The best slashers are typically no more than dumb fun. Stagefright is that, but it has more style, more of that special something that elevates far above most films in the genre. It comes highly recommended by me. Perhaps even more so if you’ve ever done any theater.

Awesome ’80s in April: Silver Bullet (1985)

silver bullet poster

For the last few years, I’ve been steadily (if perhaps a bit slowly) reading my way through Stephen King’s bibliography. I’m not even halfway through. Dude has written a lot of books. People have made a lot of movies based on those books. Most of them aren’t very good.

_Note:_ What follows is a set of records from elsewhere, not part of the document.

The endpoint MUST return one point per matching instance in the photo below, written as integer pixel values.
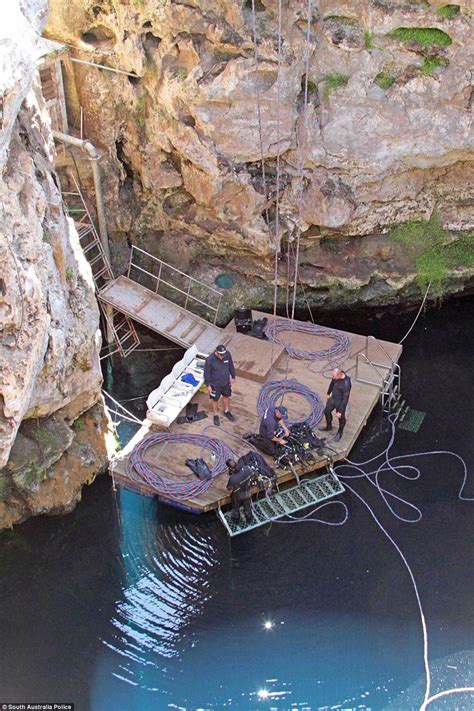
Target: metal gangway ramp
(166, 300)
(286, 502)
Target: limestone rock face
(48, 313)
(377, 132)
(49, 464)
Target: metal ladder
(119, 326)
(390, 376)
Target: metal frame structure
(121, 332)
(191, 281)
(390, 382)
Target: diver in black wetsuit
(240, 486)
(338, 396)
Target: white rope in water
(417, 315)
(388, 465)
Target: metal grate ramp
(276, 505)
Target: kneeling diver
(273, 428)
(240, 486)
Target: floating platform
(256, 361)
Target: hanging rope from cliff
(259, 112)
(300, 173)
(262, 156)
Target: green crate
(412, 420)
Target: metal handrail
(170, 266)
(380, 346)
(160, 280)
(185, 293)
(367, 360)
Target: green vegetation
(334, 81)
(5, 487)
(432, 63)
(424, 36)
(312, 87)
(141, 110)
(434, 253)
(32, 476)
(385, 80)
(446, 12)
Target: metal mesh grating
(412, 420)
(278, 504)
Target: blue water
(127, 604)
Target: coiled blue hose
(273, 391)
(157, 477)
(339, 349)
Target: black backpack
(199, 468)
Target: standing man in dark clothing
(240, 486)
(219, 375)
(272, 426)
(338, 396)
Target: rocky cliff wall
(387, 139)
(49, 366)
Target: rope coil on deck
(339, 348)
(156, 476)
(273, 391)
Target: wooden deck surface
(314, 374)
(160, 314)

My working theory is that filmmakers focus on the monsters – the killer clowns, rabid dogs, vampires, and other assorted creatures of the night – and ignore the world-building, the characters, and all other non-horrifying story development. But while readers may come to King for the monsters, they stay for all that other stuff. At least I do. And so the movies wind up focusing on the wrong things that make King’s stories so interesting. That’s my theory anyway.

Based upon King’s Cycle of the Werewolf novella, Silver Bullet is (obviously) about a werewolf stalking a small town. Our hero is young Marty Coslaw (Corey Haim) who is bound to a souped-up wheelchair (which is named, in its very Stephen King way, the Silver Bullet). He has a nagging sister, Jane (Megan Follows) who narrates the film as an adult (another Stephen King trope) and a goofy, alcoholic uncle (a wonderfully hilarious Gary Busey).

There is a lot of small-town life that fills this film. There are community gatherings, family parties, funerals, and lots of Marty showing off his ability to get around without the use of his legs (he climbs trees and into his second-story window). The uncle rigs up an even better souped-up wheelchair that whizzes down the road at 60 MPH.

And of course, there is a lot of mutilations by a werewolf. None of it is particularly well done, and it is all pretty silly. You could call it a bad movie, and you wouldn’t be wrong, but it is also quite entertaining. It is exactly what I want a 1980s adaptation of a Stephen King werewolf movie to be.